O₂ (g), is the sole electron acceptor in aerobic systems.

                             O₂   +   4 e- + 4H+   =   2H₂O

When Fe (II) coming in contact with molecular oxygen (O₂), following reactions are take place.

              H+ + 1/4 O₂ + e- = 1/2 H2O          1.229V

              Fe²⁺   = Fe³⁺   + e-                           -0.711 V

So          Fe²⁺ + 1/2O₂ + H⁺ = Fe³⁺ + 1/2 H₂O            0.518V

A positive ∆Eh, means that the reaction is thermodynamically favorable.

If a reduced species MnO₂ with a low redox potential is present with a species in the oxidized form which has a higher redox potential, then there is a high probability for oxidation of the reduced species and reduction of the oxidized species.            

              1/8H₂S + 1/2 H₂O = 1/8 SO₄^2- + 5/4H⁺ + e-             -0.303V

              1/2 MnO₂ (s) + 2H⁺ + e- = 1/2 Mn²⁺ + H₂O             1.23V

              1/8H₂S + 1/2MnO₂ (s) + 1/2H₂O + 3/4H⁺ = 1/8SO₄^2- + 1/2 Mn²⁺ + 1/2H₂O              0.927V

A positive ∆Eh, means that the reaction is thermodynamically favorable.

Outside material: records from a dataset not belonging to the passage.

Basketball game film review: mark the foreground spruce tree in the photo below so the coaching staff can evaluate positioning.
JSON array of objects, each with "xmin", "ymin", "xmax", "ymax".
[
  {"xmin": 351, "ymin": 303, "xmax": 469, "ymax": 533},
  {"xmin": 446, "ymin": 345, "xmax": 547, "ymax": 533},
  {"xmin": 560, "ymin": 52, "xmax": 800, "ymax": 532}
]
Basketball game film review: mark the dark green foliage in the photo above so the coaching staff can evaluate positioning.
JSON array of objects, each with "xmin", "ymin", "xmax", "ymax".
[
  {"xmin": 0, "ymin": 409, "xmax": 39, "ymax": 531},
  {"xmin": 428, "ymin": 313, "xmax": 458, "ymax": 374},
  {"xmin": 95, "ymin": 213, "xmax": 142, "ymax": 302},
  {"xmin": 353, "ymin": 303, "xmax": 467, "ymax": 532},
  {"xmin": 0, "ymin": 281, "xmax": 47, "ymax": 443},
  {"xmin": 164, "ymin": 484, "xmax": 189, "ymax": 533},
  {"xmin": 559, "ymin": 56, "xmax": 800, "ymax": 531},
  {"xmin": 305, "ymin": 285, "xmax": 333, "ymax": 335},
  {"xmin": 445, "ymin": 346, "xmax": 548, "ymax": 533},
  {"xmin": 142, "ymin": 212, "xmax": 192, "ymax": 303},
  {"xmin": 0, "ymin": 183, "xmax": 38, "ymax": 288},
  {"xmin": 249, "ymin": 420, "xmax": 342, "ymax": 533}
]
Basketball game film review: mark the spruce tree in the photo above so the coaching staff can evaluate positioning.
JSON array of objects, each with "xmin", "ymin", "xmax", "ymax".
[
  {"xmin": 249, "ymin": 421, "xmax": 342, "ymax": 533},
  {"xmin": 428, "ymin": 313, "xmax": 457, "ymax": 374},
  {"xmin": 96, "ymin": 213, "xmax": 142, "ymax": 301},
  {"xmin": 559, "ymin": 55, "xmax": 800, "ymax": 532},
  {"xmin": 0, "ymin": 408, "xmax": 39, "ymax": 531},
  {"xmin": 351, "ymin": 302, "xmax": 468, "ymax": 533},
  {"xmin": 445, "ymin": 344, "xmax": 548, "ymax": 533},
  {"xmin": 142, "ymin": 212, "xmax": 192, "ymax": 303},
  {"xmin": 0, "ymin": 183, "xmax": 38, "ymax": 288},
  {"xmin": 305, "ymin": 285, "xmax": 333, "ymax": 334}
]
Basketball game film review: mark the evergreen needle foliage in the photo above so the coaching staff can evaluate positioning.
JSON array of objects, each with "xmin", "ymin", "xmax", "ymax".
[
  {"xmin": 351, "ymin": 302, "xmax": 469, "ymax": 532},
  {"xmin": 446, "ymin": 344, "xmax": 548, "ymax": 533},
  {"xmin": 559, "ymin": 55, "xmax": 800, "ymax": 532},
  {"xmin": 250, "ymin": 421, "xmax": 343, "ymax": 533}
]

When the pH is 2, H⁺ consumption in the reduction reactions increases the pH.

              MnO₂ (s) + 4 H⁺ + 2e- = Mn²⁺ + 2H₂O

If the pH is 7, then the precipitation of metal ions such as Fe and Mn as hydroxides, carbonates, or sulfides tends to lower the pH.

              Fe²⁺ + 2 H₂O = Fe (OH)₂ + 2 H⁺

An organism could get “enough” energy to grow from each of these four processes ^​ Fe, Mn, S₂ and As cycles.